勇気を出して、自分1人で始めたことを気の合う同僚と推進するだけでなく、より多くの人と協同して進めようとするひさおさん。最近は、職場の先生たちと一層繋がるために、職員室バリスタをこっそり始められたそうです。日々の関係性を丁寧に紡いでいくことが、取り組みをみんなで進めるために必要なことだと教えてもらいました。

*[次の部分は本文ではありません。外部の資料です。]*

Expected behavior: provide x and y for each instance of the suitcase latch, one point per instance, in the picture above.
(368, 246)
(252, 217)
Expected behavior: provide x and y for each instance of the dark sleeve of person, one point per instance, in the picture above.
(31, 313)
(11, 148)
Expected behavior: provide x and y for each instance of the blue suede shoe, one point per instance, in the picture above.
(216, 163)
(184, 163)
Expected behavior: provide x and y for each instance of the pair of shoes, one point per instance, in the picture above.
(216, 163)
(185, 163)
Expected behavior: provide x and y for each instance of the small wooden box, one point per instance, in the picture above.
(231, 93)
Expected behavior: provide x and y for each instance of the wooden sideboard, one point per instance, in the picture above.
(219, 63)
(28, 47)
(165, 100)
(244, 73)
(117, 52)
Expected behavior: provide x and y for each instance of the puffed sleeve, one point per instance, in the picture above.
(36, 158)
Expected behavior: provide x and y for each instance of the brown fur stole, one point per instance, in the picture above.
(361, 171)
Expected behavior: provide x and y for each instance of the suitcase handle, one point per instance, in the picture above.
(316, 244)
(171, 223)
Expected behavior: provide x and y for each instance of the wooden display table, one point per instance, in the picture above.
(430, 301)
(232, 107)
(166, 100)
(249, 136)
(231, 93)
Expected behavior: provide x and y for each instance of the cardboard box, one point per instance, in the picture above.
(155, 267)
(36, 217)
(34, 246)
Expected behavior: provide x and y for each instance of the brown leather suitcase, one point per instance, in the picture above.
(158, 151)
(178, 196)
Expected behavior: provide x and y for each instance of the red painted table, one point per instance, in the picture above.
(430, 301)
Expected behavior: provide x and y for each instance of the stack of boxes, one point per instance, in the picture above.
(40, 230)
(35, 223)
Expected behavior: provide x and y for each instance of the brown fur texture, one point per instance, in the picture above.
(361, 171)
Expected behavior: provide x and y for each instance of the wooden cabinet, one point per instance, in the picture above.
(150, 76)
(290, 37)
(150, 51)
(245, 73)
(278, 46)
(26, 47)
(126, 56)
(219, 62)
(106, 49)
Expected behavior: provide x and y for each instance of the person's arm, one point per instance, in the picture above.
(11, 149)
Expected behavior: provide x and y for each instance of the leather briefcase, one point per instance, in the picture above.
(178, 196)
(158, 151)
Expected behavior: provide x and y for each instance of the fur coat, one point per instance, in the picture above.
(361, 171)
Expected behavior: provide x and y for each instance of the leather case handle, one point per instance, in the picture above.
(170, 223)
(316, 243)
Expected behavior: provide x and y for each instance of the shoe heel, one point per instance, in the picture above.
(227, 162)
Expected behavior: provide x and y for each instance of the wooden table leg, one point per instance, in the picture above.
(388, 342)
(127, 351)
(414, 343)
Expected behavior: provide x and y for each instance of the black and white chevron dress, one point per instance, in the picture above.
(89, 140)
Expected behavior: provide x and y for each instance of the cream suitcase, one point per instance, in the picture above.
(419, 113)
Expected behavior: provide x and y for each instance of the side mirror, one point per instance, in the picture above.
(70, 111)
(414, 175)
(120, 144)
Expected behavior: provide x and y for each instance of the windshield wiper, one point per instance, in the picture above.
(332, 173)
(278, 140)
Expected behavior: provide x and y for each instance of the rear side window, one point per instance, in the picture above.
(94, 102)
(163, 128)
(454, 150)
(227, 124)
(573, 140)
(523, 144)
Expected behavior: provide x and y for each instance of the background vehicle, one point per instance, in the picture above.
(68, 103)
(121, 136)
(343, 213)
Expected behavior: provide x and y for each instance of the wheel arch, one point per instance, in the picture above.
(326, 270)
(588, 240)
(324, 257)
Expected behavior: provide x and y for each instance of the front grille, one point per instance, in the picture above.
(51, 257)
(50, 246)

―ひさおさんの今のマインドセットを形作った原体験はあるんですか?

何だろう。やっぱり、3才の娘の存在は大きいかな。歳を取るたびに大事にしたいと思えるものが増えていって自分の行動力が高まっていたと思います。中心軸が自分が楽しむことから、楽しんでくれるみんなの中にいる自分を楽しむに変わっていった感じはあるかなとも思います。ちょっと伝わりづらいけど、小学生の頃の忘れられない経験があって、つまらない授業があったから、わざと時計の針を20分早めてたんです。そしたら、先生はその時計を見て、時間通りに終わって僕は歓喜してました。後ですぐにバレましたけど笑 でも今だったら、20分はやめて自分が楽しむというより、みんなでつまらない授業をどう面白くするか考えて楽しむと思うんです。そんな風に、考え方も変わってきたかな。ちなみに、その時計の先生とは、今同じ職場で働いているので、すぐに謝りましたよ(笑)

編集後期

ひさおさんの勇気と一緒によりよいものを子どもたちに届けましょうという熱意は、何にも変えがたいひさおさんの魅力です。僕も、ひさおさんの話にエンパワーされて、職場で研究の変更に関する提案を校長先生にしてみました。ひさおさんに出会えたからこそ進めた小さな一歩。出会えてよかったなと思います。ひさおさん、ありがとうございました!